Rescue Sedation after 5 mg or 10 mg of Droperidol as the Initial Treatment for Acute Agitation in the Emergency Department

Abstract

Background

Droperidol is used commonly to treat agitation in the emergency department (ED), however, data comparing doses are lacking.

Objective

The aim of this study was to compare the effectiveness of 5 mg vs. 10 mg as initial droperidol dose for acute agitation in the ED.

Methods

This single-center, retrospective study examined adult ED patients receiving either 5 mg or 10 mg droperidol as the first agent to treat agitation from 2010 to 2023. The primary outcome was need for additional (rescue) sedation within 1 h of initial droperidol dose.

Results

The authors identified 11,568 patients who received droperidol as their first medication (n = 8603 [74%] via intramuscular route); 10,293 received 5 mg and 1275 received 10 mg. Median age was 39 years (interquartile range 28–50 years); 8372 (72%) were male. Rescue sedation within 1 h was administered to 987 patients (9.6%) in the 5-mg group and 189 patients (14.8%) in the 10-mg group (difference 5.2%; 95% CI 3.2–7.3%). Additional sedation at any time was administered to 1776 patients (17.3%) in the 5-mg group and 318 (24.9%) in the 10-mg group (difference 7.7%; 95% CI 5.2–10.2%).

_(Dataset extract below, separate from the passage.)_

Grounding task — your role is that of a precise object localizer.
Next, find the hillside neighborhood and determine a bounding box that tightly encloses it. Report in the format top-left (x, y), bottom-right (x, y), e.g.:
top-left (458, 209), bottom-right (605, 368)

Median length of stay was 471 min (interquartile range 347–611 min) in the 5 mg group and 487 min (interquartile range 364–641 min) in the 10-mg group (median difference 24 min; 95% CI 11–37 min).

Conclusions

In this large cohort, patients deemed appropriately treated with 5 mg of droperidol required less rescue sedation than patients determined to need 10 mg.